A Coinbase, uma das principais corretoras de criptomoedas dos EUA, tem uma moção pendente no Tribunal Distrital de Washington, D.C., para restabelecer seu processo judicial com base na Lei de Liberdade de Informação contra a agência governamental Federal Deposit Insurance Corporation (FDIC)
A bolsa de valores afirma que a FDIC ainda está retendo alguns documentos importantes e não está cooperando plenamente com os pedidos de informação.
O processo busca obrigar o FDIC a entregar os registros de suas conversas com os bancos relacionadas a ações com criptomoedas, incluindo as "cartas de suspensão" emitidas aos bancos instruindo-os a interromper a prestação de serviços com criptomoedas.
A Coinbase busca intervenção judicial devido à dificuldade de cooperação com o FDIC na disputa da Operação Choke Point 2.0
A Coinbase está envolvida em uma batalha judicial de meses com o FDIC. A empresa vem processando o FDIC há meses por conta da Operação Choke Point 2.0 e obteve resultados impressionantes. Apesar disso, a Coinbase está pedindo ao Tribunal Distrital de Washington, D.C., que retome o processo contra o órgão regulador.
A ação judicial foi inicialmente suspensa em fevereiro de 2025, após odent Trump nomear Travis Hill como presidente interino do FDIC. Hill prometeu aumentar a transparência da agência além das exigências da Lei de Liberdade de Informação (FOIA), aumentando as esperanças de que a questão pudesse ser resolvida fora dos tribunais.
Ainda assim, o diretor jurídico da Coinbase, Paul Grewal, afirma que persiste a insatisfação com a transparência do FDIC. Ele reconhece que a cooperação melhorou sob a nova liderança, mas considera que ainda não é suficiente.
“Estamos pedindo ao Tribunal que retome nosso processo porque, infelizmente, o FDIC parou de compartilhar informações. Embora tivéssemos adorado resolver isso fora do sistema judicial – e apreciamos a maior cooperação que vimos da nova liderança do FDIC – ainda temos um longo caminho a percorrer”, afirmou Paul Grewal, Diretor Jurídico da Coinbase.
Como um importante órgão regulador financeiro dos EUA que supervisiona os bancos, o FDIC desempenhou um papel central na Operação Choke Point 2.0, restringindo as interações dos bancos com empresas de criptomoedas. No entanto, recentemente, iniciou uma mudança favorável às criptomoedas, divulgando documentos relevantes e revogando várias de suas regulamentações contrárias a elas.
Grewal afirma que "apreciou o aumento da cooperação" por parte do FDIC. No entanto, ele observou que a cooperação havia cessado semanas atrás.
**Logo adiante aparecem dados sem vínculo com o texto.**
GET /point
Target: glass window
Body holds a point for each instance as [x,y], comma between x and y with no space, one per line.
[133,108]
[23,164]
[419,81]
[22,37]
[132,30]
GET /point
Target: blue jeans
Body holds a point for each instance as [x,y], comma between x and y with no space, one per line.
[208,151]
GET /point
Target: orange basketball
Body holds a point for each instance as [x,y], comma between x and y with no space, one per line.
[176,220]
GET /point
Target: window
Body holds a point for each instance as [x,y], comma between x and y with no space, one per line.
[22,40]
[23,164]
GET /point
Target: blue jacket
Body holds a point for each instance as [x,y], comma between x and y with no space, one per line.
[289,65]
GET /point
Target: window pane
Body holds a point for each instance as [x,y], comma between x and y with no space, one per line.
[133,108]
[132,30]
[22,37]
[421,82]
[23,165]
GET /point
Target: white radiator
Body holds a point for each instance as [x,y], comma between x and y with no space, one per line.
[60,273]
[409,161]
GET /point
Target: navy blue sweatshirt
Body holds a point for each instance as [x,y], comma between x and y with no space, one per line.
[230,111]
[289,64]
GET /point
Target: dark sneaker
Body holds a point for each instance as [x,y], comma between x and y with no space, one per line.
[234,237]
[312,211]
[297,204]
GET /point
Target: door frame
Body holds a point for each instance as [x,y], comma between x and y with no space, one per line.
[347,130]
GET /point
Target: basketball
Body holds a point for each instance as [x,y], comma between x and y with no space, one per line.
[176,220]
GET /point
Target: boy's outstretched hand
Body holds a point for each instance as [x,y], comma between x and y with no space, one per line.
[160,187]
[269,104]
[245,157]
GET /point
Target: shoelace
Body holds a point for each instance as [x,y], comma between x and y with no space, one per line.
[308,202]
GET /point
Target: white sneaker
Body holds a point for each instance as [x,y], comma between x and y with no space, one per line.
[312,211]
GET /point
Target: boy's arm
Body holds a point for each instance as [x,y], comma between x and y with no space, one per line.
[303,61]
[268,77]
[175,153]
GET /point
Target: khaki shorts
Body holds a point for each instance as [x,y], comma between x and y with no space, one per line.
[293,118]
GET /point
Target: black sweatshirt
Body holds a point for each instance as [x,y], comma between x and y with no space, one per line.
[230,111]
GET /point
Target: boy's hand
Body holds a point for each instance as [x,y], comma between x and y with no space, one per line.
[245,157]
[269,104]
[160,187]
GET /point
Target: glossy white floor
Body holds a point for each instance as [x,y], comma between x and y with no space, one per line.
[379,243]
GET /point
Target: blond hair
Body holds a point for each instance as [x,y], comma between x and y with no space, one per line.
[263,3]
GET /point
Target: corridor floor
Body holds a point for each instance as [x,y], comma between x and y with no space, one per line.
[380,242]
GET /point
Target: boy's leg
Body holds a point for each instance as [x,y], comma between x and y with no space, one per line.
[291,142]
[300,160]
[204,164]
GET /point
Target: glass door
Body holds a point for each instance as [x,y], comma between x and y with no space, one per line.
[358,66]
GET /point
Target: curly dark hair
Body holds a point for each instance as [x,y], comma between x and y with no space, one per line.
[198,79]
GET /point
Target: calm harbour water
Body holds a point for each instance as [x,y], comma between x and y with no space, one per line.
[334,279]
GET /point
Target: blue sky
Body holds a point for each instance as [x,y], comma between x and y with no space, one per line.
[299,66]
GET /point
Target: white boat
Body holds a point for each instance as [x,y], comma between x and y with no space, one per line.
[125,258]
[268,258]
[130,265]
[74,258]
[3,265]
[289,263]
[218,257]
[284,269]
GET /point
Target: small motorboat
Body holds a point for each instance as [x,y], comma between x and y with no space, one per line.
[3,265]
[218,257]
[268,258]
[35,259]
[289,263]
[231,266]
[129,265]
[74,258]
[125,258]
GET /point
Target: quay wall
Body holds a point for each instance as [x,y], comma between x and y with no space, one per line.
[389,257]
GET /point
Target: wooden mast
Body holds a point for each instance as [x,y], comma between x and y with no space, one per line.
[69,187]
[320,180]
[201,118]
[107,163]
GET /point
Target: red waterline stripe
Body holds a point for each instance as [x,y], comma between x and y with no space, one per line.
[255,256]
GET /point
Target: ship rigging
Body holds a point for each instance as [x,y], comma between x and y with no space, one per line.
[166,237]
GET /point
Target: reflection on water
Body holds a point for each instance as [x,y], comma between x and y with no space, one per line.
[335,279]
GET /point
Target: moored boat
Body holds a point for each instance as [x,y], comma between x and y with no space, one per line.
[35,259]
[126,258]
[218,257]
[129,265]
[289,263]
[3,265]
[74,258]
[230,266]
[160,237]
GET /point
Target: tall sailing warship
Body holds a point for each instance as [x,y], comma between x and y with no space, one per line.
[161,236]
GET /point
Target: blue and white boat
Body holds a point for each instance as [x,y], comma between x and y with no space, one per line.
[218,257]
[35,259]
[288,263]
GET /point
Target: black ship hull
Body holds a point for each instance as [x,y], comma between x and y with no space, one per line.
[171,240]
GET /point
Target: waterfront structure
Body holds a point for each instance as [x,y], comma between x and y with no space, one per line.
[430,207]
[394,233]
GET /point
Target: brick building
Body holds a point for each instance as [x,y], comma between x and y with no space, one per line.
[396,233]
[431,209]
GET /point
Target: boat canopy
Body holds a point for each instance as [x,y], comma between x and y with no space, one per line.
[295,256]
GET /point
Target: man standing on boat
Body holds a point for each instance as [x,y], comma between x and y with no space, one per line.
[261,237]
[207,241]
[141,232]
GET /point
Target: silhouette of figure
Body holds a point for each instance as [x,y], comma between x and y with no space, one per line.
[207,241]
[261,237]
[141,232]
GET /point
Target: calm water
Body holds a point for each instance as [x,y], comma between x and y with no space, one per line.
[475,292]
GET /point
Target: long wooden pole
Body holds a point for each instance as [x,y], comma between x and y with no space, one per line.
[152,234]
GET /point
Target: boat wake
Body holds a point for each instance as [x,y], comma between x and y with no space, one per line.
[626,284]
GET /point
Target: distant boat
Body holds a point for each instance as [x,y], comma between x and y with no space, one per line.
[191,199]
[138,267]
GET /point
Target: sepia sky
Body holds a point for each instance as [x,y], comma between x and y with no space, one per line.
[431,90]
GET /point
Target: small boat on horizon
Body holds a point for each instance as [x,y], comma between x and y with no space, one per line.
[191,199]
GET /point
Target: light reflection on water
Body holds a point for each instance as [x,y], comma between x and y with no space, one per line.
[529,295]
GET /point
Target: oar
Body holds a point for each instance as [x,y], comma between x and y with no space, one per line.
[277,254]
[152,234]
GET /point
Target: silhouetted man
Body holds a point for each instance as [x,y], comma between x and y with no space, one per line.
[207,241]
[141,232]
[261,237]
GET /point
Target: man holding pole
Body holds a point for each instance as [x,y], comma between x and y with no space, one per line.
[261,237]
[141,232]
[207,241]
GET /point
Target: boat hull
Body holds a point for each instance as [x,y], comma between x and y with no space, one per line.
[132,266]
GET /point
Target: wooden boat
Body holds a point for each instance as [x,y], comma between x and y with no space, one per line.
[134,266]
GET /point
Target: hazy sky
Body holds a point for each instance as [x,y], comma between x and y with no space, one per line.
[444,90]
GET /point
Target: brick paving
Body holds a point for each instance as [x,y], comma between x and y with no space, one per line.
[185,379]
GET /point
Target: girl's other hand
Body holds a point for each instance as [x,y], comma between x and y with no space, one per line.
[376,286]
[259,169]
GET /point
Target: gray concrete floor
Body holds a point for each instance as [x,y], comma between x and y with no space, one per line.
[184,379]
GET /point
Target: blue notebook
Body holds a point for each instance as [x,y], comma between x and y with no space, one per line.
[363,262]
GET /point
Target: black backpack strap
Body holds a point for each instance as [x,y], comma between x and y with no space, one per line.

De acordo com o documento apresentado , o FDIC não enviou nenhuma informação nova desde o final de fevereiro e alegou, no início de março, que as solicitações subsequentes da corretora eram “irrazoáveis e extrapolavam o escopo da descoberta de provas”.
A FDIC deverá responder à moção da Coinbase dentro de duas semanas.
A Coinbase pressiona por ação judicial, pois o excesso de poder do FDIC pode alterar o futuro da inovação em criptomoedas
A Operação Choke Point 2.0 é o termo usado para uma série de ações supostamente tomadas por certos órgãos reguladores e agências federais, incluindo o FDIC, para limitar o acesso bancário a certos setores de alto risco ou controversos, incluindo empresas de criptomoedas.
Os críticos afirmam que esta é uma manobra sutil para destruir o espaço das criptomoedas, negando às corretoras, exchanges e outros participantes do ecossistema o acesso a serviços bancários tradicionais.
A Coinbase argumenta que as ações tomadas, especialmente por meio de orientações informais e pressão informal sobre os bancos, criaram um ambiente hostil para os negócios de criptomoedas sob a jurisdição do FDIC.
Essas operações resultaram em uma restrição ilegal ao acesso a serviços bancários, o que colocou as empresas de criptografia em uma posição relativamente desvantajosa no cenário financeiro.
Como parte de seus esforços para reabrir o caso, a Coinbase está buscando intervenção judicial para obrigar o FDIC a prestar esclarecimentos e evitar que tais abusos se repitam no futuro. A Coinbase argumenta que tais abusos inibem a inovação no mercado de ativos digitais.
As ações da FDIC, argumentam eles, violam tanto o devido processo legal quanto a Primeira Emenda, já que as empresas de criptomoedas acreditam que não devem ser penalizadas com base no ramo de negócios que escolhem exercer.
Caso a Coinbase consiga retomar o processo judicial, as implicações poderão ser abrangentes tanto para a indústria de criptomoedas quanto para os órgãos reguladores.